Mir liegt jetzt nichts mehr am Herzen als von Gustchens Zustand bald wieder etwas zu hören. Diese Sorge schmälert mir den Genuß dieser schönen Zeit in der man so gern wieder zum Kinde wird. In unsrer Falmilie ist es ja so immer eine |2 bange Zeit – und ich wünsche nur daß der Neujahrs-Tag nur wieder glücklich vorbey wäre – der war ja immer ein UnglücksTag! – Nehmen Sie sich doch ja in Acht liebster Vater! – Wie gern wäre ich jetzt wieder in meinem väterlichen Hause!

So ist es doch gar nicht mehr, als wenn man im Kreise seiner Familie lebt! Ich habe ja doch keine Kinder denen ich bescheeren kann!
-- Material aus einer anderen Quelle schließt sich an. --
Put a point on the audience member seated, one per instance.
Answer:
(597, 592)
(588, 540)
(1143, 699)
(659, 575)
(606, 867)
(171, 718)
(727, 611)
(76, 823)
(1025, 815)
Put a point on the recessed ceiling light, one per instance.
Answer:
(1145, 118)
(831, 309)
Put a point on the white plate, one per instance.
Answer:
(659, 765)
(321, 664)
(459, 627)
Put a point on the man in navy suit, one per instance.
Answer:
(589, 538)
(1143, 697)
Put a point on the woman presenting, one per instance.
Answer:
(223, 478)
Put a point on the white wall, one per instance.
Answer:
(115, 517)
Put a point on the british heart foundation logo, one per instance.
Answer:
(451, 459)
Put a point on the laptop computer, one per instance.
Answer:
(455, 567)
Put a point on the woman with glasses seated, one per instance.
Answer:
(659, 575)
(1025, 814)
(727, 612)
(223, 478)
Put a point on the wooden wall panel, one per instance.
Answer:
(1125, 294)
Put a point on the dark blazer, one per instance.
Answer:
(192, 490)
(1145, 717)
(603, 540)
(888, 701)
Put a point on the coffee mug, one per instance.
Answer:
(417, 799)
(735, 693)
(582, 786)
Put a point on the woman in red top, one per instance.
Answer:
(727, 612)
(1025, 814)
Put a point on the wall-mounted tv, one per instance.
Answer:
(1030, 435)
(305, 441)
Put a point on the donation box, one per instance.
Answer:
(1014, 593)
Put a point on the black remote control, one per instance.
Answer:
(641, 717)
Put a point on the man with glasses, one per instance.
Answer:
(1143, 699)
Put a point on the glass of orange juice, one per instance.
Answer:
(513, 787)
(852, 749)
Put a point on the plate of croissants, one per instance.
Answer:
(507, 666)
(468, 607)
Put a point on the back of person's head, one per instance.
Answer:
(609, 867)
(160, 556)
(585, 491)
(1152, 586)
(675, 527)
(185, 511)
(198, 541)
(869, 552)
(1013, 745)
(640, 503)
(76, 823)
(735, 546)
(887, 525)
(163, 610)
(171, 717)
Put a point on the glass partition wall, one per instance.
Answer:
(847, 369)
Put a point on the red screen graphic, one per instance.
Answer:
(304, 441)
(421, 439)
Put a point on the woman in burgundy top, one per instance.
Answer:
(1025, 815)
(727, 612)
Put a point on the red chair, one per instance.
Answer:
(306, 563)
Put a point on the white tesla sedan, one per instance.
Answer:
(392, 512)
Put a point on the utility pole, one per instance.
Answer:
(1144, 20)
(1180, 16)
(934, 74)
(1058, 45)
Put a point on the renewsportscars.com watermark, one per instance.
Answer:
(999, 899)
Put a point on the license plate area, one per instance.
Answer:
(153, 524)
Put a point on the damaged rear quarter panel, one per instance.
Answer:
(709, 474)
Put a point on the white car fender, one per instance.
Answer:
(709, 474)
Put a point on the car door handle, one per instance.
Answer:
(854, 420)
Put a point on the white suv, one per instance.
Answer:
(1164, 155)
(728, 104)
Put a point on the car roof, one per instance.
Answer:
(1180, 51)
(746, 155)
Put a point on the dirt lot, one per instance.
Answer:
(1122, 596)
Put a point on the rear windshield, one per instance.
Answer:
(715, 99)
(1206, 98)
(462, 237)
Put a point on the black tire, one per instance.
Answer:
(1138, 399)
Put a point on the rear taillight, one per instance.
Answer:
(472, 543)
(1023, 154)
Und über worüber ich mich auch freuen kann – es ist mir doch alles so fremd! –

Mit Minna ist es recht gut gegangen! Doch muß sie das Haus noch hüten und entbehrt daher das Vergnügen den Jubel in der Stadt zu sehen.

Doch mich dünkt die Menschen freuen sich hier doch eigentlich gar nicht so wie in Berlin. Alles ist stiller, feierlicher! –Ich sehne mich ordentlich danach, die Knaben die mit ihren Knarren auf den Straßen umherlaufen, und sich vor jubelnder Freude nicht zu laßen wißen, einmal zu hören!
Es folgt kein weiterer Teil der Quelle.